The organization’s Secretary-General, Antonio Guterres gave the warning in an interview with BBC, where he added that Ms. Suu Kyi, still has the “opportunity” to “make sure the carnage stops”.
Speaking with BBC, Guterres said: “I would expect that the leader of the country would be able to contain it, and would be able to reverse the situation.
“She has a chance, she has a last chance, in my opinion, to do so,” the UN Secretary-General told BBC.
Mr. Guterres stressed that “the tragedy will be absolutely horrible” if the Rohingya crisis is not halted as soon as possible.
Ms. Suu Kyi who was awarded the Nobel Peace Prize in 1991 for her non-violent struggle for democracy and human rights, is facing growing pressure over Burma’s military crackdown on the ethnic group, which has seen hundreds of thousands of Rohingya flee the country.
A spokesperson to the Burmese leader said she is expected to speak about the situation when she addresses the nation on Tuesday, September 19.

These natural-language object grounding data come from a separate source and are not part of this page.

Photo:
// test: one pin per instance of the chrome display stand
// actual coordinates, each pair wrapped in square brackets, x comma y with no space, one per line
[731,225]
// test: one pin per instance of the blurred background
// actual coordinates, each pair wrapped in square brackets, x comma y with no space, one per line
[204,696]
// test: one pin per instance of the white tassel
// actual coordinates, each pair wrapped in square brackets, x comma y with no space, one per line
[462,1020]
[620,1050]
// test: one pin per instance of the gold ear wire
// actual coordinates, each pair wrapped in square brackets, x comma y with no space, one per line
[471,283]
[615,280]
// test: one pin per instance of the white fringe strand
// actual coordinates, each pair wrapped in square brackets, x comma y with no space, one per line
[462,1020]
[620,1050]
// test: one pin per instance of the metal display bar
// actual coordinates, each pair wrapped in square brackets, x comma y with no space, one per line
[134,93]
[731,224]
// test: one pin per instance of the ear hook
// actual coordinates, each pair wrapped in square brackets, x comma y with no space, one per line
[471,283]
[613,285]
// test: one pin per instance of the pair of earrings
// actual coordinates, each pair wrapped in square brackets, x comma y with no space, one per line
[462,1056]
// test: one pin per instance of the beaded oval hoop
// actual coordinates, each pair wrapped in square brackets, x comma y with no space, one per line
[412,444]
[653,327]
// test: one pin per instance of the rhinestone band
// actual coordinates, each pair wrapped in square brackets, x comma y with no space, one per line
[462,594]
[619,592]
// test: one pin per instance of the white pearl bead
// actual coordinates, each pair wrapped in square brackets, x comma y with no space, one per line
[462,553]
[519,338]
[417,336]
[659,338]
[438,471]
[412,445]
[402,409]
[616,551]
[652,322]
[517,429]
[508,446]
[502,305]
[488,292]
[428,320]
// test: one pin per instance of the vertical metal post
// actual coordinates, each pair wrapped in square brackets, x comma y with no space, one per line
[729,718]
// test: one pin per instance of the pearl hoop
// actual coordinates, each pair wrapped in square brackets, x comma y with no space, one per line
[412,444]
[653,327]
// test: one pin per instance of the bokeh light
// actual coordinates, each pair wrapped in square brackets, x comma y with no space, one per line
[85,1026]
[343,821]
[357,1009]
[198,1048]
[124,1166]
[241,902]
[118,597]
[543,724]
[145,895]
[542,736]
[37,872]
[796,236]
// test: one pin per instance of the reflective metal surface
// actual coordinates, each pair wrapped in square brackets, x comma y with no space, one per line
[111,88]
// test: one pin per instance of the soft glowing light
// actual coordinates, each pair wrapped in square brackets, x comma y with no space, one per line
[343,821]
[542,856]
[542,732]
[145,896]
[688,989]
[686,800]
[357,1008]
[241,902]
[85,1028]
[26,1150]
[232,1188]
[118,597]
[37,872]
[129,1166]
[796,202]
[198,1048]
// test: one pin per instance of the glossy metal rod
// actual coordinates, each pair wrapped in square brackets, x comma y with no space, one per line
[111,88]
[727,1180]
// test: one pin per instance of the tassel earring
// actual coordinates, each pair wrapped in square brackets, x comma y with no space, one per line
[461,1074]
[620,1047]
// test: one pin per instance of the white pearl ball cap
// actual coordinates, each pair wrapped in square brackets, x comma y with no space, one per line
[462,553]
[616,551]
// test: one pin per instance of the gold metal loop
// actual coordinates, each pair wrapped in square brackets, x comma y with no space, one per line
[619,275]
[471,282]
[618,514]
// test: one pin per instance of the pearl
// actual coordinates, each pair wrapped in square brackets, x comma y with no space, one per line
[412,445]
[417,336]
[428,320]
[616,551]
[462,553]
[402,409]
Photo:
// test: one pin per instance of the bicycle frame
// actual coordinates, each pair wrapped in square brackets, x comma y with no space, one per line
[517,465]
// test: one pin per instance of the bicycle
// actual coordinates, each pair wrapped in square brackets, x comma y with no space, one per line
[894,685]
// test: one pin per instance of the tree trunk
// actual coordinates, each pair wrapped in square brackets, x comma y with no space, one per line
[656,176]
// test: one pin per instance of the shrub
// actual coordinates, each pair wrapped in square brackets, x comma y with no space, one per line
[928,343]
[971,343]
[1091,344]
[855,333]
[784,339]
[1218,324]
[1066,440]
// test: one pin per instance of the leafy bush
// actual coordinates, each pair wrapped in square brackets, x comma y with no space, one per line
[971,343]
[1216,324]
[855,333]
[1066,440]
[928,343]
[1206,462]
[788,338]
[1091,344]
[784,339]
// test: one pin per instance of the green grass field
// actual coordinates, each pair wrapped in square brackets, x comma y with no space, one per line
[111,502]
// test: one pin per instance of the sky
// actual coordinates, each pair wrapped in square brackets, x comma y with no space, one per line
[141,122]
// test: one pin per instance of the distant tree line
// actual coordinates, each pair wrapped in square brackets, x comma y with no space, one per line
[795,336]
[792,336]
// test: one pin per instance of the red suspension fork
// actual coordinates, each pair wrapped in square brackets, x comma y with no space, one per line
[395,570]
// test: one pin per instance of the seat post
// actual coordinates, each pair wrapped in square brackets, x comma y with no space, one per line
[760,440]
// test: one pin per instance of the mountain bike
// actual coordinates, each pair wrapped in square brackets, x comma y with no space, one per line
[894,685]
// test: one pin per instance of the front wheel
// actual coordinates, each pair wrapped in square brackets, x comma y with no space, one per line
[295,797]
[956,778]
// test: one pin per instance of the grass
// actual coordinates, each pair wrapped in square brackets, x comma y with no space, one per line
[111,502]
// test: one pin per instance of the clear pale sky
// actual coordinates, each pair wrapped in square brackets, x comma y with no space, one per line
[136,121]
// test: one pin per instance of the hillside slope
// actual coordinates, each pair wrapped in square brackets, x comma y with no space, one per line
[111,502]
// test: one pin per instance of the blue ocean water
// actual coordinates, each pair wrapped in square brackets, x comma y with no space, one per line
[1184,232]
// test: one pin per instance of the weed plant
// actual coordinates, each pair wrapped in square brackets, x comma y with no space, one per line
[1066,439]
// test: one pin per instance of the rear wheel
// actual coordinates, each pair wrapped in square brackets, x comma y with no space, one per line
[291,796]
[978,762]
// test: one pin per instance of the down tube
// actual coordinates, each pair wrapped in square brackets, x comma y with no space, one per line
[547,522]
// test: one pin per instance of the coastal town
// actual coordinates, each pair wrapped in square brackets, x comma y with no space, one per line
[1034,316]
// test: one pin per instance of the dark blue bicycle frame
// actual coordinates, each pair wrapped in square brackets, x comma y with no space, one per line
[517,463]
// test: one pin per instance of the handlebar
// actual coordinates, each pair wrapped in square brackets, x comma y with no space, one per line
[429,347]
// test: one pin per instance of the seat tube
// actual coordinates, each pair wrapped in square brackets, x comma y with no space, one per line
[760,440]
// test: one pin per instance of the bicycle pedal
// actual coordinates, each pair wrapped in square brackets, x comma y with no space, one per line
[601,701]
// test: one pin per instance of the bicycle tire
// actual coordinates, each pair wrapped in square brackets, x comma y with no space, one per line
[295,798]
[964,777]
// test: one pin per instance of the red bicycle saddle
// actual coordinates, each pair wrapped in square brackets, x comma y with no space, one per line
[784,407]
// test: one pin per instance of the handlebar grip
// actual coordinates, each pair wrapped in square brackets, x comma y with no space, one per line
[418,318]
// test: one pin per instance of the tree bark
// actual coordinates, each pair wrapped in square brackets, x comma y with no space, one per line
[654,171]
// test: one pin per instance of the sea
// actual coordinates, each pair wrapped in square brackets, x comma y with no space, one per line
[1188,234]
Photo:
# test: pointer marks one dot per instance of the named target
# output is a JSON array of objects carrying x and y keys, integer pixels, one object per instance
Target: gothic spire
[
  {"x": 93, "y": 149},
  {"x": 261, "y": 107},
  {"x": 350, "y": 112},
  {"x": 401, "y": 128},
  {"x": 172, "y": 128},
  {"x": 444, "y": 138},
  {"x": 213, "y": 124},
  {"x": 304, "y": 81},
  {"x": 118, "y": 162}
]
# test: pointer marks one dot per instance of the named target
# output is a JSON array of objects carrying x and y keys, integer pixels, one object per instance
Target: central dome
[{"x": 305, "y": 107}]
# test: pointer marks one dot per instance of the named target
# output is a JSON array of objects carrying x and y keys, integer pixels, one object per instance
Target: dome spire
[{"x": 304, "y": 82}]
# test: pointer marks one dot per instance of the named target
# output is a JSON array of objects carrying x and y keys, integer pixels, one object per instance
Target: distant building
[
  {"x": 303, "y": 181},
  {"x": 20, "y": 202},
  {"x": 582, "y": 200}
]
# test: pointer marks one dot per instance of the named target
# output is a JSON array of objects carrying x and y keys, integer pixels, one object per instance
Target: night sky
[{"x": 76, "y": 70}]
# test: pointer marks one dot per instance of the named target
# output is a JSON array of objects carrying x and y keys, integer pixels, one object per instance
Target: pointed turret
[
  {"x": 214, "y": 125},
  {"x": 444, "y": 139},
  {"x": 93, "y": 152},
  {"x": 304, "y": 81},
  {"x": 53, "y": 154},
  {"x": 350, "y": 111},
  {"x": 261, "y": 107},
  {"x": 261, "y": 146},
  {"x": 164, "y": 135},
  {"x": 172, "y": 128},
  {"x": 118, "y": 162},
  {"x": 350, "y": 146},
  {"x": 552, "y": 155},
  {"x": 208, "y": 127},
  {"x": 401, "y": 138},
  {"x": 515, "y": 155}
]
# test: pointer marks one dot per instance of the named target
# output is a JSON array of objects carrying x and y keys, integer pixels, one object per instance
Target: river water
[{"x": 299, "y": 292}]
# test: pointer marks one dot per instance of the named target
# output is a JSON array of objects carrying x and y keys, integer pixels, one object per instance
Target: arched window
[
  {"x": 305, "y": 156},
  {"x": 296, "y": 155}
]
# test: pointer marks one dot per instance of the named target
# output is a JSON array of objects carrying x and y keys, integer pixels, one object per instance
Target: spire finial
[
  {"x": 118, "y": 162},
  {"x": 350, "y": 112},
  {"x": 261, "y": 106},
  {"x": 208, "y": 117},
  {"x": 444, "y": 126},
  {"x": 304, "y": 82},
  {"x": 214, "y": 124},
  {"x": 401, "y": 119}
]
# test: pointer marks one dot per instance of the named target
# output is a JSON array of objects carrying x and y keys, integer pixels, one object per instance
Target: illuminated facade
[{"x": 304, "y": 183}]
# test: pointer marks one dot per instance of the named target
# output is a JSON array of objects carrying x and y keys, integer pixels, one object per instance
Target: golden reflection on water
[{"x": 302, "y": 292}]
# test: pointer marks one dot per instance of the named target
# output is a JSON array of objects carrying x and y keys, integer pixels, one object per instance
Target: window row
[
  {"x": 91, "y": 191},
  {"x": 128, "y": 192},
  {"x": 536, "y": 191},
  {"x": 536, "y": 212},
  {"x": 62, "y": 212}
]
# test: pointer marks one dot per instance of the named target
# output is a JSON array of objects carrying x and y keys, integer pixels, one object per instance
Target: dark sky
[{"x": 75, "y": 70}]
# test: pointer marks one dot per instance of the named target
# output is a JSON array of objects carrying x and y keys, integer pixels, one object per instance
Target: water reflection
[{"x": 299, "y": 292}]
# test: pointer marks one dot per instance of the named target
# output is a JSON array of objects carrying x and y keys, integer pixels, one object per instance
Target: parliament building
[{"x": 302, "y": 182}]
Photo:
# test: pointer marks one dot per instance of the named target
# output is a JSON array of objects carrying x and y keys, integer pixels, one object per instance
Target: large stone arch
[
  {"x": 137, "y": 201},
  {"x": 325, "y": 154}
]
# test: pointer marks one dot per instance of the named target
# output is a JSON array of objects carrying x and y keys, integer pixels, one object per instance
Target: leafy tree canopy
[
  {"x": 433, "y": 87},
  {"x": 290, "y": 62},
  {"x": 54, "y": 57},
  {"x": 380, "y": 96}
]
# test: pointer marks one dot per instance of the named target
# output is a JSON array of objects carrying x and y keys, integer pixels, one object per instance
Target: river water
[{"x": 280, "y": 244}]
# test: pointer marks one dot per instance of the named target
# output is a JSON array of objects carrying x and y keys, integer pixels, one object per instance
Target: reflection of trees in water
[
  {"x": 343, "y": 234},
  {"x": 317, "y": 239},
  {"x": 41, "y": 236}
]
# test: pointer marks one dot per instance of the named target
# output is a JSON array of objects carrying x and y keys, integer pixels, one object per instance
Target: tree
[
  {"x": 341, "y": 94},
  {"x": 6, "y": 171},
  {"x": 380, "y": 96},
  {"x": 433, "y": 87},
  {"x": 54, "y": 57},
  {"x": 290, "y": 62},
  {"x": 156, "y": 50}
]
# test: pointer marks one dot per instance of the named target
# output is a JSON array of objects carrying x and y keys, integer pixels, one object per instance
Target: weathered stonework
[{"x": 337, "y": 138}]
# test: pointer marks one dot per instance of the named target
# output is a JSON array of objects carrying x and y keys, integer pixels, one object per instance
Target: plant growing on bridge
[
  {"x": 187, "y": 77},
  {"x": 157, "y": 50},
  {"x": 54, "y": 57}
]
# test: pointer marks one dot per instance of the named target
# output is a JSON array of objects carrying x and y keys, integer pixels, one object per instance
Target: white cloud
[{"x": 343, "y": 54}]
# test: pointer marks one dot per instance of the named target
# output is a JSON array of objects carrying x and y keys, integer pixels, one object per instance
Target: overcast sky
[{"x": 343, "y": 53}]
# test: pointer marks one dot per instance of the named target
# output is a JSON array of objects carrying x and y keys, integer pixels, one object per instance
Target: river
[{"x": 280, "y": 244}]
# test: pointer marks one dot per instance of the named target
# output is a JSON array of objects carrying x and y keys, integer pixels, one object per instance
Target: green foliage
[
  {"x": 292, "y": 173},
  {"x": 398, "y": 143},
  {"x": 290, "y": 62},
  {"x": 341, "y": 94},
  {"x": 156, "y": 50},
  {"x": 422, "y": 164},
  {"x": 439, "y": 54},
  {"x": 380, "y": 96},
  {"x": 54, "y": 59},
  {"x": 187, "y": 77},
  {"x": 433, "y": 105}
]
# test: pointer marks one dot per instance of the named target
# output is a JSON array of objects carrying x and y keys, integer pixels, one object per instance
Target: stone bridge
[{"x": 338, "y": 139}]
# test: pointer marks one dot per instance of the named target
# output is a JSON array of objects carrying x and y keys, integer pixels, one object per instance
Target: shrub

Ms. Suu Kyi is not attending the UN General Assembly, taking place at the moment, and is staying in Burma to try and “control the security situation”, a government official said.
Meanwhile, an estimated 410,000 members of the Rohingya Muslim minority have fled from western Rakhine state to Bangladesh to escape a military offensive that the United Nations has branded a “textbook example of ethnic cleansing”.
The Independent UK reports that those fleeing the country have been photographed climbing over barbed wire border fences to escape, and reports have emerged of landmines being placed at border areas to prevent the Rohingya from returning.
Aid agencies are worried in Bangladesh that they don’t have the capacity to deal with the huge influx of refugees, most of whom are arriving hungry and without clothes or supplies.
The development is coming after two women and a child was killed last week in a stampede for aid at a refugee camp in Cox’s Bazar, Bangladesh, and another three people were killed on Friday amid a stampede at in the city’s Balukhali Pan Bazar area as aid supplies were being thrown from lorries.
“Many people are arriving hungry, exhausted and with no food or water,” Mark Pierce, Bangladesh country director for the Save the Children aid agency said in a statement.
“I’m particularly worried that the demand for food, shelter, water and basic hygiene support is not being met due to the sheer number of people in need. If families can’t meet their basic needs, the suffering will get even worse and lives could be lost,” Pierce added.